We have the following observations. First, μ₁, μ₂, μ₃, and μ₄ are ranked in an ascending order, indicating that patients in state 1 got the lowest score of FAQ, whereas those in state 4 got the highest. That is, patients’ ability to function independently in daily life steadily deteriorated from state 1 to state 4. According to the existing literature (Kantarci et al., 2013), state 1 to state 4 can be explained as cognitive normal (CN), early mild cognitive impairment (EMCI), late mild cognitive impairment (LMCI), and AD, respectively.

Second, the functional effect of hippocampus on FAQ exhibits a descending trend as hippocampus grows regardless of states. Specifically, in CN state, people with bigger hippocampus volume tend to have slightly better memory. This finding is in line with the common sense that hippocampus plays an important role in the consolidation of information from short-term memory to long-term memory. In EMCI and LMCI states, the descending trend of the functional effect of hippocampus on FAQ becomes much more pronounced. This result implies that atrophy in hippocampus increasingly impaires patients’ cognitive ability. The published reports (e.g., Dickerson and Wolk, 2013; Kesslak, Nalcioglu and Cotman, 1991; Jack et al., 1992) also indicate that the volume loss of the hippocampus is greatly associated with clinical dementia. In AD state, the effect of hippocampal volume on FAQ is not significant because patients’ cognitive ability and memory have already been damaged by serious hippocampus atrophy.

Third, the effect of age on FAQ is nonsignificant in CN and EMCI states, implying that for those who have cognitive normal function or undergo only EMCI, age may not be a decisive factor for the reduction of cognitive ability. On the contrary, age exhibits nonlinear effects on FAQ in LMCI and AD states. The age effect is nonsignificant for relatively young patients but becomes significantly positive for elderly patients (say, over 85 years old). The positive effect increases with age and gets an even sharper rise in AD state. Such age effect was also discovered by previous studies (e.g. Gao et al., 1998; Lindsay et al., 2002).

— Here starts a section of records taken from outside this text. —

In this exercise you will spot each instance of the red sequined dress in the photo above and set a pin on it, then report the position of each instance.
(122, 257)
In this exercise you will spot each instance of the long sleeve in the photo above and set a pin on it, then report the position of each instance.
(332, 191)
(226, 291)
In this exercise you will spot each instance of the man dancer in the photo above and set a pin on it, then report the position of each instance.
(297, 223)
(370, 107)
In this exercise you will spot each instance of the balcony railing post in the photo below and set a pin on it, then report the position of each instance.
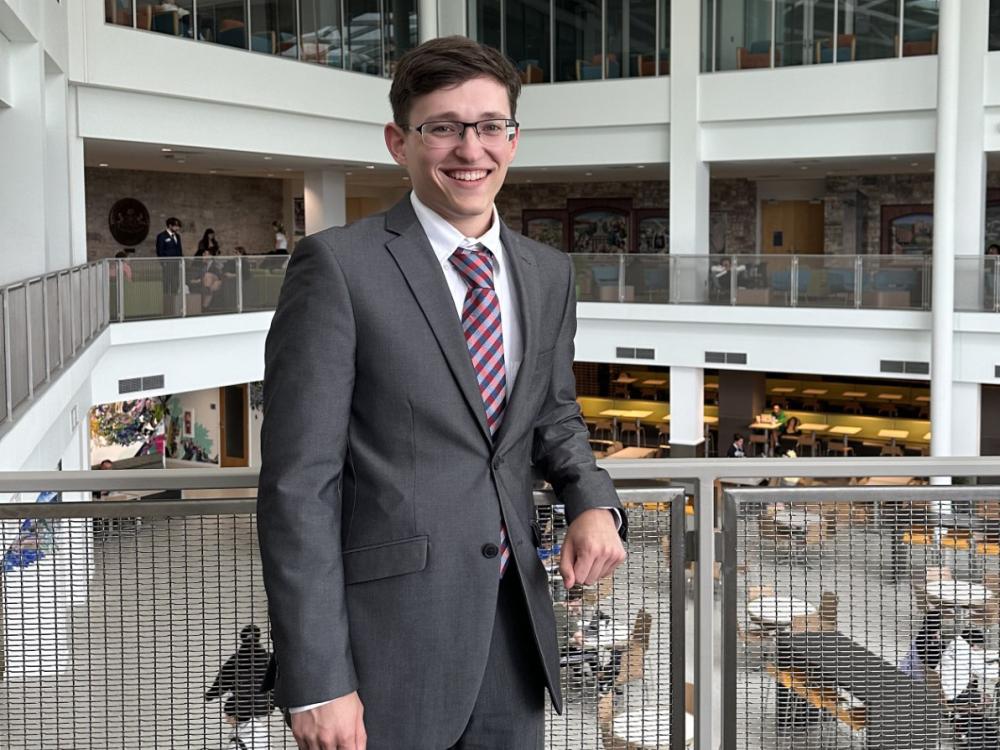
(859, 271)
(182, 288)
(239, 283)
(120, 290)
(621, 277)
(793, 282)
(8, 394)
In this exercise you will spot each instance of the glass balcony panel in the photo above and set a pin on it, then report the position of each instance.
(578, 42)
(173, 17)
(118, 12)
(272, 27)
(868, 28)
(223, 22)
(743, 35)
(596, 277)
(484, 21)
(363, 53)
(895, 282)
(528, 26)
(399, 30)
(647, 279)
(826, 281)
(920, 25)
(320, 33)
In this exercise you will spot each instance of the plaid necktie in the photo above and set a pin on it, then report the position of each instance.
(484, 337)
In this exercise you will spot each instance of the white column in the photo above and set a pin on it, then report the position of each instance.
(426, 19)
(325, 199)
(687, 411)
(959, 193)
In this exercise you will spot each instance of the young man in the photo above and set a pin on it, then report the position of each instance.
(419, 362)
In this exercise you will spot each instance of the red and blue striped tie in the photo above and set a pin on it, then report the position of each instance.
(484, 337)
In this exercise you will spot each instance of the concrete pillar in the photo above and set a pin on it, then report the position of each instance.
(687, 412)
(959, 193)
(742, 396)
(325, 199)
(426, 19)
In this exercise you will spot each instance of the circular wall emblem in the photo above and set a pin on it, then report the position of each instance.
(129, 222)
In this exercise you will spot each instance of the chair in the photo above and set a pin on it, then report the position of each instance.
(917, 43)
(757, 55)
(846, 49)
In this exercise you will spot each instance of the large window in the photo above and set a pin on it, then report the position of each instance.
(576, 40)
(365, 36)
(779, 33)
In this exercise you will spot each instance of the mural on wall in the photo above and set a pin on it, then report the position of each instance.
(186, 437)
(36, 539)
(128, 221)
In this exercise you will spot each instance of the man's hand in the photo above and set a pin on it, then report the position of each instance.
(336, 725)
(591, 549)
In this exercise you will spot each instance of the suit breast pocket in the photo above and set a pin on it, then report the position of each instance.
(376, 561)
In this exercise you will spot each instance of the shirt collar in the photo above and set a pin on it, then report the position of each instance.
(445, 238)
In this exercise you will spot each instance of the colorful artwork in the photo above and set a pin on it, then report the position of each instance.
(654, 235)
(600, 232)
(36, 539)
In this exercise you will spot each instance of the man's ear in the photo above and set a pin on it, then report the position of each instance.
(395, 141)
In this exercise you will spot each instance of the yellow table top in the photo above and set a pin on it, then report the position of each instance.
(841, 429)
(626, 413)
(894, 434)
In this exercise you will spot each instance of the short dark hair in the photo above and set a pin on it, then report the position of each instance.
(445, 62)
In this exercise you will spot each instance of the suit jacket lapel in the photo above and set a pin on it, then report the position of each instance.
(418, 263)
(524, 278)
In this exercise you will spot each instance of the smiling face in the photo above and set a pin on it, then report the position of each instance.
(459, 182)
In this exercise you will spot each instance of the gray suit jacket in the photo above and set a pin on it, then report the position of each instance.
(381, 487)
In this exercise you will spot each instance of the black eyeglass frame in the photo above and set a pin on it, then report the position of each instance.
(511, 125)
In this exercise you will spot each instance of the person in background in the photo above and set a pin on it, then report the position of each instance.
(208, 244)
(736, 449)
(239, 680)
(280, 238)
(168, 245)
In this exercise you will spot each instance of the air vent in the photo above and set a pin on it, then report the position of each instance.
(147, 383)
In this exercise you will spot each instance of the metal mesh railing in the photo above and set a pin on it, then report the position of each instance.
(118, 616)
(862, 617)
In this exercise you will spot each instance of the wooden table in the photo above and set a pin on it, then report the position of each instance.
(636, 414)
(634, 453)
(894, 435)
(778, 610)
(844, 430)
(648, 729)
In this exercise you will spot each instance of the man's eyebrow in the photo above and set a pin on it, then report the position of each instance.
(453, 116)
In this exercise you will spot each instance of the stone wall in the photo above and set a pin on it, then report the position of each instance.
(239, 209)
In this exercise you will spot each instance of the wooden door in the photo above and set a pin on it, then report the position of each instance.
(234, 426)
(792, 227)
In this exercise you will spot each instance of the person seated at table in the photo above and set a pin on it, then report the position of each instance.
(736, 449)
(964, 670)
(925, 649)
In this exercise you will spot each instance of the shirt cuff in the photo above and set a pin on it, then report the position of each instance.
(617, 514)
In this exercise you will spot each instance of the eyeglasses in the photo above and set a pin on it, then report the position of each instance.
(446, 134)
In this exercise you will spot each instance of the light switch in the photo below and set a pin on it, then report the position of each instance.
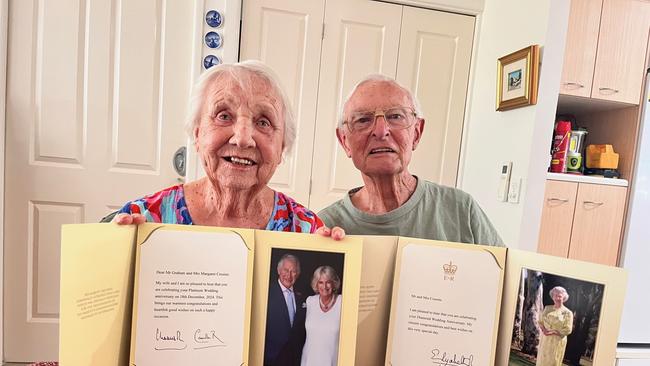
(504, 181)
(515, 189)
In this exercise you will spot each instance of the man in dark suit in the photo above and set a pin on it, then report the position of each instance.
(285, 316)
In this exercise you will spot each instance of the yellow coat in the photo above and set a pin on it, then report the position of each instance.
(550, 351)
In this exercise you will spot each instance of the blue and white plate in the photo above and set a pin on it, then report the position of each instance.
(211, 60)
(213, 40)
(213, 18)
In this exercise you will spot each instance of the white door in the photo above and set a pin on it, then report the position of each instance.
(361, 37)
(96, 96)
(434, 58)
(286, 35)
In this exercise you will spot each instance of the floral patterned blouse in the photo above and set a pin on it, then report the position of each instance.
(168, 206)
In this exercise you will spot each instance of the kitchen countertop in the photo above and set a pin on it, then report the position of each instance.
(587, 179)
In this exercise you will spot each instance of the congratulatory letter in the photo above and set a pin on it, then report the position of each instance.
(191, 298)
(448, 301)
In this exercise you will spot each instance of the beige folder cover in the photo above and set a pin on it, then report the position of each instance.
(434, 314)
(201, 336)
(378, 267)
(96, 293)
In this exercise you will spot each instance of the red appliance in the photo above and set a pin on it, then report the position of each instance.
(560, 146)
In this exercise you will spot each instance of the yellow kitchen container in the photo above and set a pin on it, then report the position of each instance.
(601, 157)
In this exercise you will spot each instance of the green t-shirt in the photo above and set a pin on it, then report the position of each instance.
(433, 212)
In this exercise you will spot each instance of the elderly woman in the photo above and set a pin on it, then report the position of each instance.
(241, 123)
(556, 323)
(323, 319)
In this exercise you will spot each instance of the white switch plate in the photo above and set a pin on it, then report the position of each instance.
(515, 189)
(504, 181)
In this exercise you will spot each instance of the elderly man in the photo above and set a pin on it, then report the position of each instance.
(380, 127)
(285, 316)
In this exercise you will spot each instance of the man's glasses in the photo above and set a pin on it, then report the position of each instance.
(397, 118)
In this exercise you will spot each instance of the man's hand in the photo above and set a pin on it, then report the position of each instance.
(335, 233)
(128, 219)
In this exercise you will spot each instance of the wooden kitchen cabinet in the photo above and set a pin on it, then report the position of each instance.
(581, 45)
(582, 221)
(606, 49)
(557, 217)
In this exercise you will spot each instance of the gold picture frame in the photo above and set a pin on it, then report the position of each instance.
(517, 78)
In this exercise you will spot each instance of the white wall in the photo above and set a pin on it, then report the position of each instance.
(3, 82)
(520, 135)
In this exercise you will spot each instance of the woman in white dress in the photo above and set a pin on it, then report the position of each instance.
(323, 319)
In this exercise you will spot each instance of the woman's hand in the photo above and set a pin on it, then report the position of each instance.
(335, 233)
(128, 219)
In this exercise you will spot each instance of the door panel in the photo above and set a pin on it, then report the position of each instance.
(96, 98)
(581, 45)
(361, 38)
(597, 223)
(286, 35)
(433, 61)
(622, 45)
(557, 218)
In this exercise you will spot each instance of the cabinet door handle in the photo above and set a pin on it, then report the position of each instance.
(594, 203)
(562, 200)
(609, 91)
(572, 83)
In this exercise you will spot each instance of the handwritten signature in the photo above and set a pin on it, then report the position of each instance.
(441, 358)
(169, 342)
(207, 339)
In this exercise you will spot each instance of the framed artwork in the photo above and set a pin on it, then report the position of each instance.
(517, 78)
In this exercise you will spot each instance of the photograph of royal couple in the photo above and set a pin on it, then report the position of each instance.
(304, 308)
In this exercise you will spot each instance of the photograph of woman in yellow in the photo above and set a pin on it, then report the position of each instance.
(555, 323)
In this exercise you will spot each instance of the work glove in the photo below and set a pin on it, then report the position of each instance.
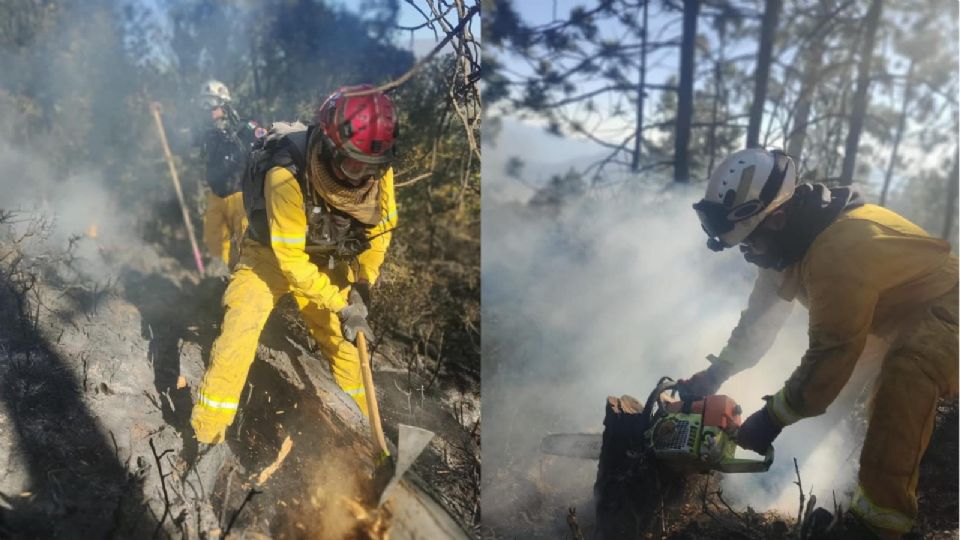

Fourth, as for the fixed effects of discrete variables, a significantly negative effect of gender on FAQ appears in state 4, which means that male AD patients are in a better condition than females in terms of independent abilities. The two APOE-ε4 alleles (b_it,1 and b_it,2) have significantly positive effects on FAQ in state 4 and b_it,1 also has a slightly positive effect on FAQ in other states. This finding agrees with the newly published clinical research output that the presence of ε4 alleles in the APOE gene is the only genetic variant broadly accepted as increasing risk for late-onset AD dementia (Albert et al., 2011).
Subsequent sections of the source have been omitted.